Samstag, 21. Juni 2025

Kolumne: 2500 Wörter in einer Stunde, Teil 2

Eine philosophische Betrachtung: Viele Dinge, die ich mir vornehme, entsprechen einem Ding der Nicht-Nötigkeit. Ist es notwendig, um 5 a.m. aufzustehen? Ich es notwendig, 30 Minuten einen Workout pro Tag zu machen? So auch beim Schreiben: ist es überhaupt notwendig jeden Tag 2500 Wörter zu schreiben? Wofür? Diese Fragen muss man beantworten. Geschieht das nicht, beantwortet das Unbewusste einem diese Frage durch passive Aggression: keine Lust nach ein paar Anläufen.

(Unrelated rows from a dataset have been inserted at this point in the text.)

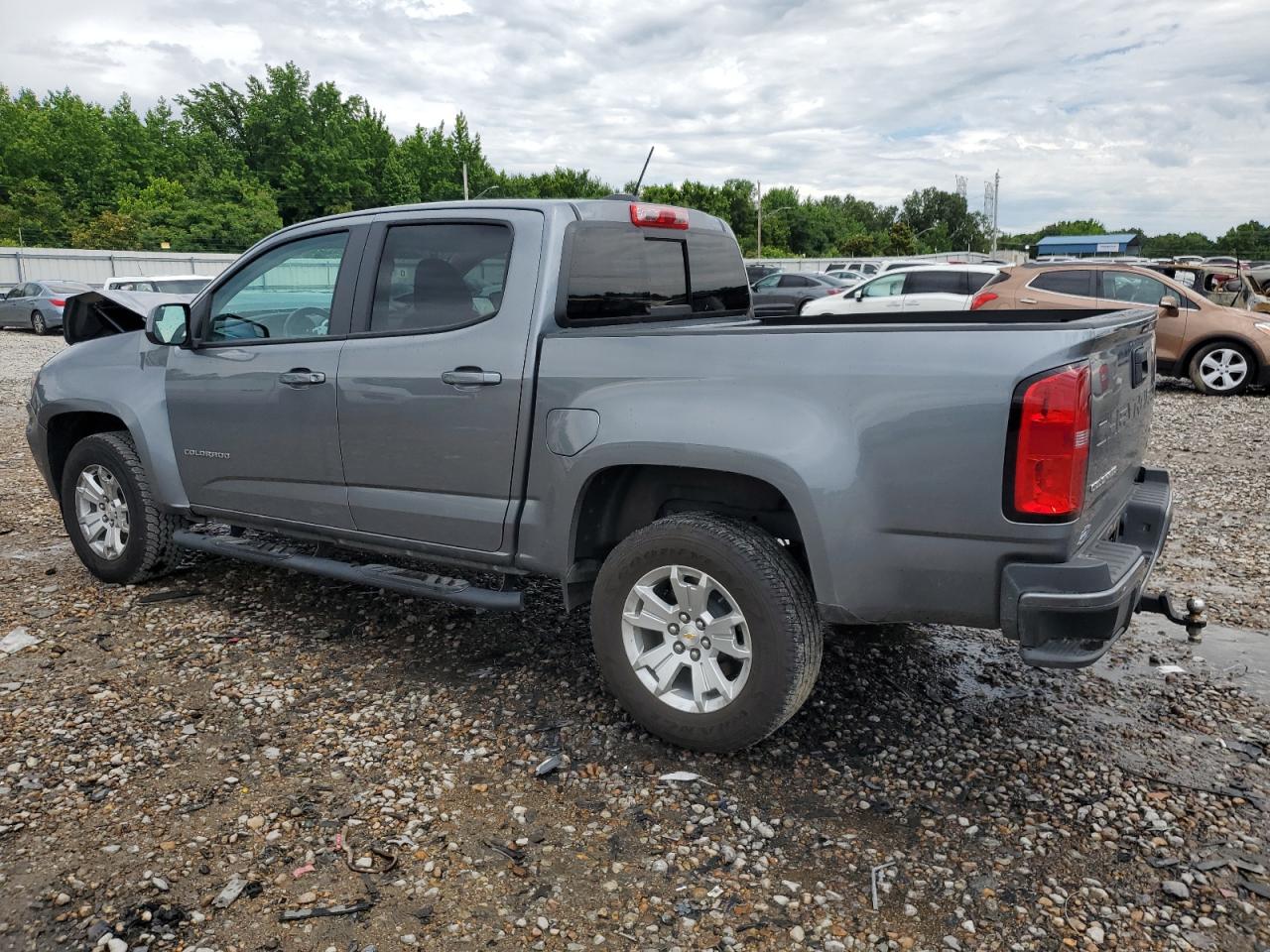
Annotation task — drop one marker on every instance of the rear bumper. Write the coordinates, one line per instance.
(1067, 615)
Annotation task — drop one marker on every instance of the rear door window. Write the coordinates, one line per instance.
(935, 281)
(440, 276)
(885, 287)
(284, 295)
(1078, 282)
(1132, 289)
(620, 273)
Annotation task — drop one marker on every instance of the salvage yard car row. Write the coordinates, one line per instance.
(1222, 349)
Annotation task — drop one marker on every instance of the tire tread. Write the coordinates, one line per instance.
(160, 552)
(781, 574)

Andersherum passieren Dinge automatisch, wenn sie gemacht werden müssen. Sie passieren nicht, wenn man keine innere Einstellung zu diesen Dingen bekommt. Auch ist kein Meister vom Himmel gefallen, sondern Übung macht den Meister. Auf jeden Fall ist einer der Grundfehler zu einem Spiegel seiner Umwelt und sozialen Medien zu werden und dann versuchen die passenden (positiven) Erwartungen zu erfüllen. Wie wahrscheinlich ist es, ein zweiter Stephen King zu werden? Braucht die Welt überhaupt einen zweiten Stephen King? Das führt zum Overload oder Burnout.

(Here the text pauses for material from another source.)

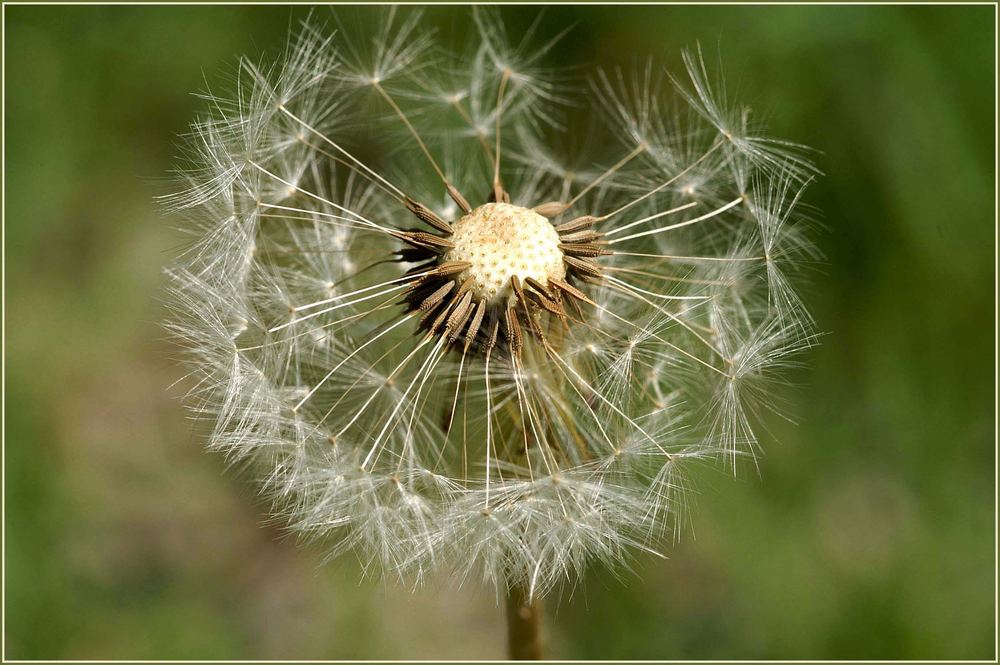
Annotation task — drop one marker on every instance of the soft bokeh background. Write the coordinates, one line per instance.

Kann sich einer richtig einschätzen, wo seine Grenzen liegen, kann er langsam wachsen und über seine Grenzen - auf seine Weise - gelangen. Organisches Wachstum passiert von alleine. Passieren Dinge über lange Zeit fast von alleine, werden sie sich optimieren und verbessern. Also auch die Schreibgeschwindigkeit wird sich automatisch erhöhen. Auch wenn man das im ersten Teil der Kolumne genannte Buch von Chris Fox mit dem Titel Write 5000 Words per Hour: Write Faster, Write Smarter nicht gelesen hat.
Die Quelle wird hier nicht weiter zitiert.